The characters were developed. Hugh works in terrible conditions and wishes for a different life. His situation is described very well. Deborah is as much of a tragic character as Hugh. Her actions show such devotion for him. However, I found the men who don’t work at the site to be cruel and snobbish.
A couple of things I want to talk about:
- It is somewhat difficult to understand Deborah when she speaks. For example, she uses “hur” as a universal pronoun. It does add to her character and the disappointing environment that Hugh finds himself in. However, I remember that we talked about how the author didn’t know the different dialects, so the dialects of the characters are inaccurate in representing the specific groups involved.
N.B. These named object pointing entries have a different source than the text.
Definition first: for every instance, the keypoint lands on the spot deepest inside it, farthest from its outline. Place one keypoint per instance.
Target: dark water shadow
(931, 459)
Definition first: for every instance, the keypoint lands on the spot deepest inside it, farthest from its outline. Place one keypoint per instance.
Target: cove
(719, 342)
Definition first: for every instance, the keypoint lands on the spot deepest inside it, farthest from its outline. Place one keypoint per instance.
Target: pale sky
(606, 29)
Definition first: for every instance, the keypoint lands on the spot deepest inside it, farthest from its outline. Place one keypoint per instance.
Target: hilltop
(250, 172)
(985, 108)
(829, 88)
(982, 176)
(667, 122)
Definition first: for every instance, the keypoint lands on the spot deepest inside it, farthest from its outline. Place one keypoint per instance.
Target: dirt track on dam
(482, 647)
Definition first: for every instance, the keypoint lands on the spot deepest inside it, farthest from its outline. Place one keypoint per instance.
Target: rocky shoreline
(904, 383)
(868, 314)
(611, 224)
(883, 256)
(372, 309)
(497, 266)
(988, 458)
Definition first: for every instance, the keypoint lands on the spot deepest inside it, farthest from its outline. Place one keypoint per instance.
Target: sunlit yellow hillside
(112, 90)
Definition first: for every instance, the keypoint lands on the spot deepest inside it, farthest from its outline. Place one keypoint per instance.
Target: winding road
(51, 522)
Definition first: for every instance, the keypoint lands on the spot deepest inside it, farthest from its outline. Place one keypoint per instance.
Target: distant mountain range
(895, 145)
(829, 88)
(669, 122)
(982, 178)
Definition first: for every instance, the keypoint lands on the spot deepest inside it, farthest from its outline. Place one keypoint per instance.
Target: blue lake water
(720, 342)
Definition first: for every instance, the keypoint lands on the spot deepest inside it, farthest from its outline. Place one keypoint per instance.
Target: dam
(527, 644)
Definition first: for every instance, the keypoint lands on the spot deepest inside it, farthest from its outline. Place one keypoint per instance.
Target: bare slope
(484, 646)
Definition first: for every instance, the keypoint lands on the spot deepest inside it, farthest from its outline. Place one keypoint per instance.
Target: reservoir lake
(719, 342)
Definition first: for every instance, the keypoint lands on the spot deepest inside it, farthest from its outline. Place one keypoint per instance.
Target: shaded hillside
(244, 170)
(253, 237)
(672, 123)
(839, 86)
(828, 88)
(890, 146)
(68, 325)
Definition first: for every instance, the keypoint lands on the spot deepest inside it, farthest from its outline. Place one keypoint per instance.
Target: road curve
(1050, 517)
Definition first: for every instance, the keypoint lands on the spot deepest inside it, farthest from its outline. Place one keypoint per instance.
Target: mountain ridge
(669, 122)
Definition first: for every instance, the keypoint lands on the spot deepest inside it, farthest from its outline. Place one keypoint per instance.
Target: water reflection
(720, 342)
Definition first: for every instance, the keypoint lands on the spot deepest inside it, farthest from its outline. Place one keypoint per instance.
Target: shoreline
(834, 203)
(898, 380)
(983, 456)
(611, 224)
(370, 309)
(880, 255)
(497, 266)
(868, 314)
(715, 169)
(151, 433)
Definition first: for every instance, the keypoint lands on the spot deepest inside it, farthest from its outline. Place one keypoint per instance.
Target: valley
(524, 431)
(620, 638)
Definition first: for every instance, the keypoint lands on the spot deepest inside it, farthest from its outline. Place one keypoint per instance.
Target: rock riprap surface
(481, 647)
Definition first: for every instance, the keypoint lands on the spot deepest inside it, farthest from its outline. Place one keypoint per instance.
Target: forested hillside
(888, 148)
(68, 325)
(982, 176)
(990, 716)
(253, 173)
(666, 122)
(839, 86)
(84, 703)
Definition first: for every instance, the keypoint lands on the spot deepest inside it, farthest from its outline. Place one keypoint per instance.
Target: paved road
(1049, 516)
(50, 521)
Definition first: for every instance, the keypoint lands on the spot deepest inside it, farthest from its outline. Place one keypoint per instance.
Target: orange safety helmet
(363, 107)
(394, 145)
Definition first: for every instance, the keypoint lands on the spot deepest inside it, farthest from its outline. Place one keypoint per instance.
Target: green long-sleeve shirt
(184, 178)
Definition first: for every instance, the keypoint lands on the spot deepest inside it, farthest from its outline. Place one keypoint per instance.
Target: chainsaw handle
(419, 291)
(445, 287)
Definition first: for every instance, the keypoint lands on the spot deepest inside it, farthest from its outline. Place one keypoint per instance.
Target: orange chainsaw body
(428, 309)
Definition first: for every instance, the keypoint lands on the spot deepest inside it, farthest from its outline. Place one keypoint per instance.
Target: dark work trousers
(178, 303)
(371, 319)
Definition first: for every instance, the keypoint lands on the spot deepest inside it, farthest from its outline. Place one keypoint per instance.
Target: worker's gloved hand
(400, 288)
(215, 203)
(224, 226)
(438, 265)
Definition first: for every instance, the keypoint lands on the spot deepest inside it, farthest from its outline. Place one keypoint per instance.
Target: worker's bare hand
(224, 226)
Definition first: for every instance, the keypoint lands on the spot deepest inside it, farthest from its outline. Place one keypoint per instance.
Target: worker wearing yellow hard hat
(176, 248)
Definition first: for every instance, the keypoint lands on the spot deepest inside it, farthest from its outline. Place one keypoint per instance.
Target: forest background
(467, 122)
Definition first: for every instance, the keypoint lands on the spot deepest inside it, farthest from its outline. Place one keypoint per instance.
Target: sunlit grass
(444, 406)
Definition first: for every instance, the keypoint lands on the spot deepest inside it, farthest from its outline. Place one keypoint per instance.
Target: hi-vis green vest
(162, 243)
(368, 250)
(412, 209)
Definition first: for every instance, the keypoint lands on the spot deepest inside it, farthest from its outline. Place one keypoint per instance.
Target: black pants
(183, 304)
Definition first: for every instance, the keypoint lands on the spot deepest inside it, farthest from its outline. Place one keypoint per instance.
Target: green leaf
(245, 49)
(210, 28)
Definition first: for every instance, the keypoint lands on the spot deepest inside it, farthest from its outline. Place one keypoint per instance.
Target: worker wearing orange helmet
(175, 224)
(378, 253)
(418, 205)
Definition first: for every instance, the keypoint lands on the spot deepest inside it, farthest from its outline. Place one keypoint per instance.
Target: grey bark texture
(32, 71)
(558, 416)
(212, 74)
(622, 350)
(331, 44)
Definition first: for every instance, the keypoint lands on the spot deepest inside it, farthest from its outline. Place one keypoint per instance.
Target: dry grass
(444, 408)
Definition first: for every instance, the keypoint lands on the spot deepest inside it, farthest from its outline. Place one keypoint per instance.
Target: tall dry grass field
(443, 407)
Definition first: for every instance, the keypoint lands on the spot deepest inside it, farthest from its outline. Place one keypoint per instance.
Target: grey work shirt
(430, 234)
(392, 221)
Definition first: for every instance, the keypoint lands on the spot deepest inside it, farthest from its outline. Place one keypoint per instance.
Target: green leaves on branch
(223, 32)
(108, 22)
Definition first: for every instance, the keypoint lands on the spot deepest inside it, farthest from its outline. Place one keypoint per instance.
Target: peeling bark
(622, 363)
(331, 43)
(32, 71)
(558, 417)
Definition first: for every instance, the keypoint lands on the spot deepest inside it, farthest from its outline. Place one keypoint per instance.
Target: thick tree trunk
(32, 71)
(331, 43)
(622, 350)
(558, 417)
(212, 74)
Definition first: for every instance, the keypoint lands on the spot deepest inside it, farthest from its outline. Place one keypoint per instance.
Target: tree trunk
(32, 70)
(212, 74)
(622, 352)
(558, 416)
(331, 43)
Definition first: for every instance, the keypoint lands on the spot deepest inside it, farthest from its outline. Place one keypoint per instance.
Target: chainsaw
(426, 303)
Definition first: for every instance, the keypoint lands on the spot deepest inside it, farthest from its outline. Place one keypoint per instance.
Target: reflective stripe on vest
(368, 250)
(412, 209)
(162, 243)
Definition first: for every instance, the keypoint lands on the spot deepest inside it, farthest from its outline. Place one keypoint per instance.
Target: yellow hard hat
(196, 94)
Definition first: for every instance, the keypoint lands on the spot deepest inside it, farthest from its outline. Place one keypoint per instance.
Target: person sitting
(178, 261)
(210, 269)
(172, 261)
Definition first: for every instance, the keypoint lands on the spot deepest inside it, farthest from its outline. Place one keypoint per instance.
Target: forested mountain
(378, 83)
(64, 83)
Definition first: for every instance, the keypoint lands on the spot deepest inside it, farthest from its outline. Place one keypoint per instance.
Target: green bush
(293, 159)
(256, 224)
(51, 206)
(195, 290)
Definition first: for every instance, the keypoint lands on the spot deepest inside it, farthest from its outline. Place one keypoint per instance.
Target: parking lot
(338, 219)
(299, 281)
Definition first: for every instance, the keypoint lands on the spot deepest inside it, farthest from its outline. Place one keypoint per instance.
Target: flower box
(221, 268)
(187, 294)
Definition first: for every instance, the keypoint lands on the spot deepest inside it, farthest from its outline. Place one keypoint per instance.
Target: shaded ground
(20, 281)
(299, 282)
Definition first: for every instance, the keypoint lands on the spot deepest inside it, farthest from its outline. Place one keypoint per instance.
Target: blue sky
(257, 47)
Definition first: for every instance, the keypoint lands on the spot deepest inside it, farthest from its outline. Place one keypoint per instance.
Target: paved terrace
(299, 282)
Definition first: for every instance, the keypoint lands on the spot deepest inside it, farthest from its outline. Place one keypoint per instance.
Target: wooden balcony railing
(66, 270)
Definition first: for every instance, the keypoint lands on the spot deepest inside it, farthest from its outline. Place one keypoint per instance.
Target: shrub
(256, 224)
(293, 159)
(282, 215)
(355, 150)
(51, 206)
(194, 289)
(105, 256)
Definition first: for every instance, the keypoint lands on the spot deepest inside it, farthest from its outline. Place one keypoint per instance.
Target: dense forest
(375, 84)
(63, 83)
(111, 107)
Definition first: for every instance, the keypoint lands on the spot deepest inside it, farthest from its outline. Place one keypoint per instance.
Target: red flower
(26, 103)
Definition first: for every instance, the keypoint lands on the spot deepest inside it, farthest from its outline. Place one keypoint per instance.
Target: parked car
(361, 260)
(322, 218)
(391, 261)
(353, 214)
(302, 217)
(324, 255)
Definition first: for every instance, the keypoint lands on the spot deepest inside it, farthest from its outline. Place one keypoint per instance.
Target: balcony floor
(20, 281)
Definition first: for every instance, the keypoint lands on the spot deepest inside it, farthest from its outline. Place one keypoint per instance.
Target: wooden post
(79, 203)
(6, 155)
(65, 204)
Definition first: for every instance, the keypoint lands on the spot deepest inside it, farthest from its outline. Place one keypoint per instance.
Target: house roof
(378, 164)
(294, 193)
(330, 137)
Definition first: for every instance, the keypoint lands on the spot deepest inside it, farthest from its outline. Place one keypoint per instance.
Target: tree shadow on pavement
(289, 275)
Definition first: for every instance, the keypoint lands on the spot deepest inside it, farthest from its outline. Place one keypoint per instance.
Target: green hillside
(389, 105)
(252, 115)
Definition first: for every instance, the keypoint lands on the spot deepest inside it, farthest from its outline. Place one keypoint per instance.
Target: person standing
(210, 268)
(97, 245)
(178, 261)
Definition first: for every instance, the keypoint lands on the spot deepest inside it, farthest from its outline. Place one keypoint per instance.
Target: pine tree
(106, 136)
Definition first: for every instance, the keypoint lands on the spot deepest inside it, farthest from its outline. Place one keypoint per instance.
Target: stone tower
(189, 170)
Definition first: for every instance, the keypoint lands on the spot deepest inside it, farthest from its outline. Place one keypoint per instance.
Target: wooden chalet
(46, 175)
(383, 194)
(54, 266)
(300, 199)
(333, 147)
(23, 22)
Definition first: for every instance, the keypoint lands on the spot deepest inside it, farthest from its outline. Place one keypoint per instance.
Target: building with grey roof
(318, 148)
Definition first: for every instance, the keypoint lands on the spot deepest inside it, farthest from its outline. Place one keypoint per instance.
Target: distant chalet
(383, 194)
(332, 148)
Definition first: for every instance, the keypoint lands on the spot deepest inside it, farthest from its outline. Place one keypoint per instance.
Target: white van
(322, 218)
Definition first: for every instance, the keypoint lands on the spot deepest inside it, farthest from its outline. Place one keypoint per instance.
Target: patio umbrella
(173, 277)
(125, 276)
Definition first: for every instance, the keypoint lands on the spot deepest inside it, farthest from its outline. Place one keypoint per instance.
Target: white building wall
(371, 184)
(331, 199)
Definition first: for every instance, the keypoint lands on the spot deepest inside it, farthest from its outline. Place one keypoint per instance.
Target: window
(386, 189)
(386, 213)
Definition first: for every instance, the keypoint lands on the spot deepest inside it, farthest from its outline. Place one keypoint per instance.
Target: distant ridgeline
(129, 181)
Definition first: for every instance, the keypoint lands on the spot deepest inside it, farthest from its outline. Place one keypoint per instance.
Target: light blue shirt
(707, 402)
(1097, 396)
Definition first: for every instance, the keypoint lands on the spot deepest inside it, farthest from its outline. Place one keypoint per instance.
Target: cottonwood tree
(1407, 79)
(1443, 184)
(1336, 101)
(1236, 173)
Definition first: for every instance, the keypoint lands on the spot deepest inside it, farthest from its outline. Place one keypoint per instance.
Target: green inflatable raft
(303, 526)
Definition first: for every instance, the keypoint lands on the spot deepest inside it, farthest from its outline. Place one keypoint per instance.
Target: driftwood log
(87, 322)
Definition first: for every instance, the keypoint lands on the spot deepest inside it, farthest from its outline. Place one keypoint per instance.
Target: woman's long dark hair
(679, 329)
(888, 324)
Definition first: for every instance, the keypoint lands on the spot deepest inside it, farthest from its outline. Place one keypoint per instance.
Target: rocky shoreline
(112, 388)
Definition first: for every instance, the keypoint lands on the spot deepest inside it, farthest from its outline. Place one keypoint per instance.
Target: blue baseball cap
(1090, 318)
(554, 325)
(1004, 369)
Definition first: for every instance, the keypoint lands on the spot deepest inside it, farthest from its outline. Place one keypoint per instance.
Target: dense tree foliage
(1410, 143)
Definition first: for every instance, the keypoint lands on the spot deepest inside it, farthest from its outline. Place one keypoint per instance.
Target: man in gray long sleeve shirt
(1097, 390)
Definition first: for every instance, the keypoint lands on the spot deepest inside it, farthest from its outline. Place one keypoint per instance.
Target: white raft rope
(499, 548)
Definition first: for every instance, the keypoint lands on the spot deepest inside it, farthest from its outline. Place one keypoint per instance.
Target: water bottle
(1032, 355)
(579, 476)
- It’s sometimes so boring in places that I had a hard time following what happened.
Publisher: Signet Classicdialects
Pub. Date: 1894, 1980
Genre: Historical Fiction, Classic
Rating: 5 out of 5 Stars
Set in a small town in Missouri before the Civil War, a slave woman switches her light-skinned son with her master’s son. No one is the wiser. Pudd’nhead Wilson, a local lawyer, focuses his attentions on deception in the community and becomes the center of a murder mystery. Pudd’nhead Wilson, by Mark Twain, is a social commentary that is similar in conception to Twain’s other novel, The Prince and the Pauper. I enjoyed the novel when I read it in class.
The characters are all well-crafted and developed. Pudd’nhead Wilson is a smart lawyer, but everyone in the town thinks he is a pudd’nhead ever since he moved there. Roxanne is Judge Driscoll’s slave who would pass for White if everyone didn’t already know she was a slave. She switches her son with her master’s who is the same age so that her son will grow up free. There are the boys Roxanne switched: Tom Driscoll and Chambers. I hate Roxanne’s biological son, but he is a very developed character in the story. Later, the Capello twins come to town to relax and get involved in Tom’s (Roxanne’s son’s) horrible activities.
Things I liked:
- I liked that this demonstrated the power of fingerprints. From what I remember in class, it wasn’t that widely known that fingerprints uniquely identify you, so it proves to readers (in its way) that they are that powerful. I like that this cover actually shows the fingerprints.
- Roxanne’s cleverness about proving which baby is hers.
- I like the court scene for showing Wilson’s intelligence and the real culprit of the murder.
- I liked the Italian twins. They spice up the activity in town, and I like that they understand Pudd’nhead Wilson.
Things I didn’t like:
- I was disappointed in that Chambers was not present in the novel nearly as much as his birthday twin. For the major selling point to be about the mix-up, I wanted to see more of his interiority.
- The racism and slavery, but this is expected in a Mark Twain novel.